IS A CURRENCY DEVALUATION A GIVEN?
The Lebanese pound’s 22-year-old peg to the U.S. dollar has been strained to near breaking point by the country’s political and banking crisis.
With the pound losing roughly a third of its official value on the black market as dollars have dried up, a devaluation has loomed increasingly large.
Central Bank Governor Riad Salameh has previously ruled out any such move, saying the government has the means to maintain the peg. But without a revival in sagging capital flows and a recovery in Lebanon’s external balance sheet, the central bank’s ability to defend the peg will diminish.
HOW CAN THE BANKING SYSTEM BE REVIVED?
Banks have long served as a vital cog in keeping Lebanon’s economy moving. By taking deposits from Lebanon’s millions of scattered diaspora and snapping up the government’s local debt, banks helped prop up the state’s finances.

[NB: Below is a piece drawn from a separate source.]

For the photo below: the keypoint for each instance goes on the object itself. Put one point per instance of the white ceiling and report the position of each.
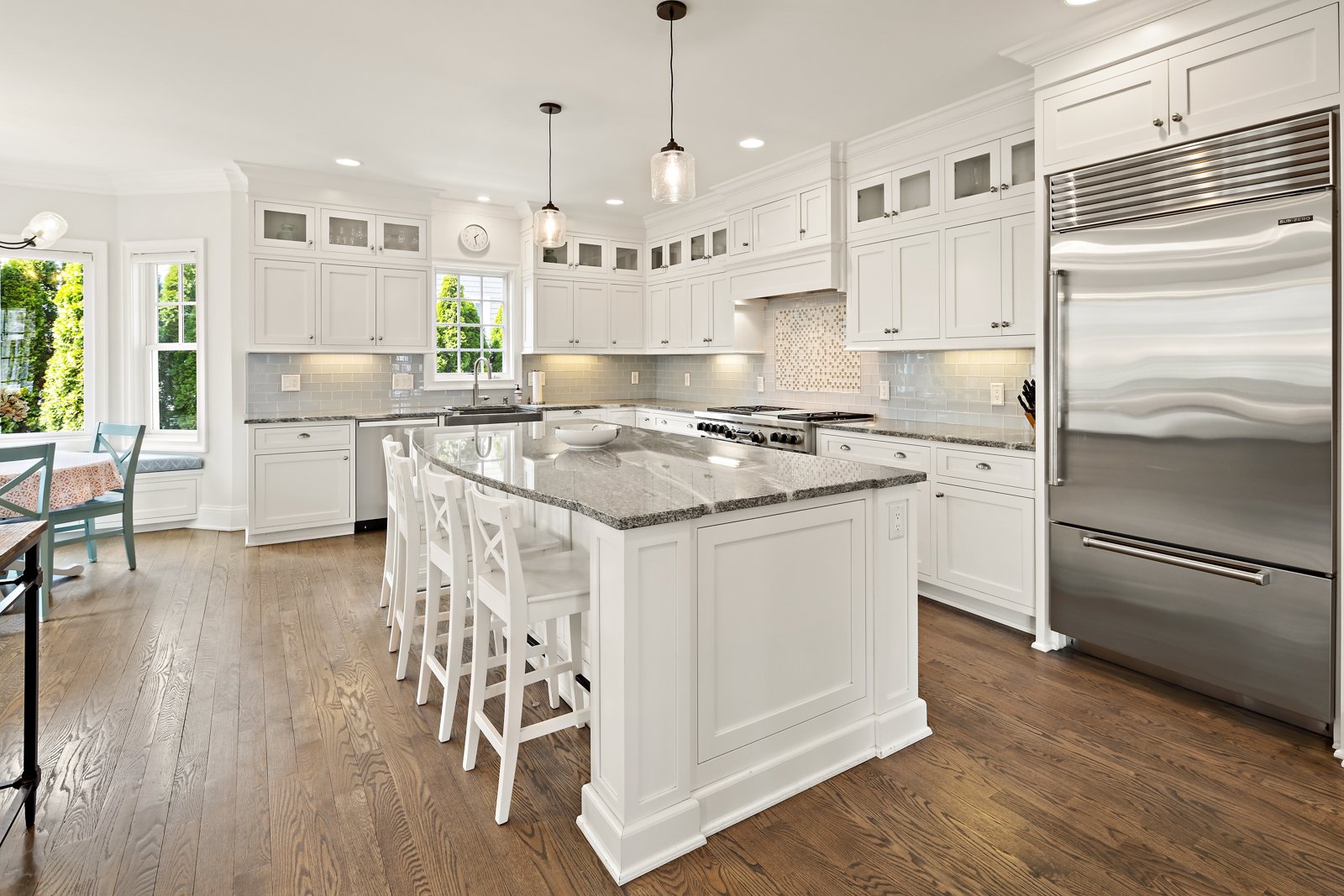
(444, 93)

But that system has broken as foreign deposits dry up in the face of a collapse in confidence in the banking system.
Non-resident private sector deposits in the banking sector fell by 11.3% on an annual basis in November, while Lebanon faces a hard currency shortage - leaving Lebanese at home and abroad with restricted access to their bank funds.
Some financial experts believe banks will require a deeper injection of cash than the 20% of capital they’ve been told by the central bank to raise.
WHAT ABOUT SECURING FOREIGN FINANCIAL SUPPORT?
Lebanon is mired in recession and its recovery remains largely dependent on the government’s ability to make reforms needed to secure international financial support.
Lebanon needs a $20 billion-$25 billion bailout including International Monetary Fund support to emerge from its financial crisis, according to former economy minister Nasser Saidi. But assistance appears uncertain given Diab’s support from the Iranian-backed Hezbollah and its allies.
Diab has said his first trip abroad would be to the Arab region, particularly Gulf states.
But Saudi Arabia and the United Arab Emirates, which have provided financial aid to Lebanon in the past, have appeared more circumspect during the latest crisis and may be even less willing to stump up with Diab in power.
Instead, Lebanon may look to Qatar, accused by its Gulf neighbors of more closely aligning itself with Iran.
It is unclear whether Diab will try to pursue an IMF bailout. Some observers warn the United States, the largest financial backer of those institutions, could oppose any such deal due to the government’s Hezbollah ties. The United States regards Hezbollah as a terrorist group.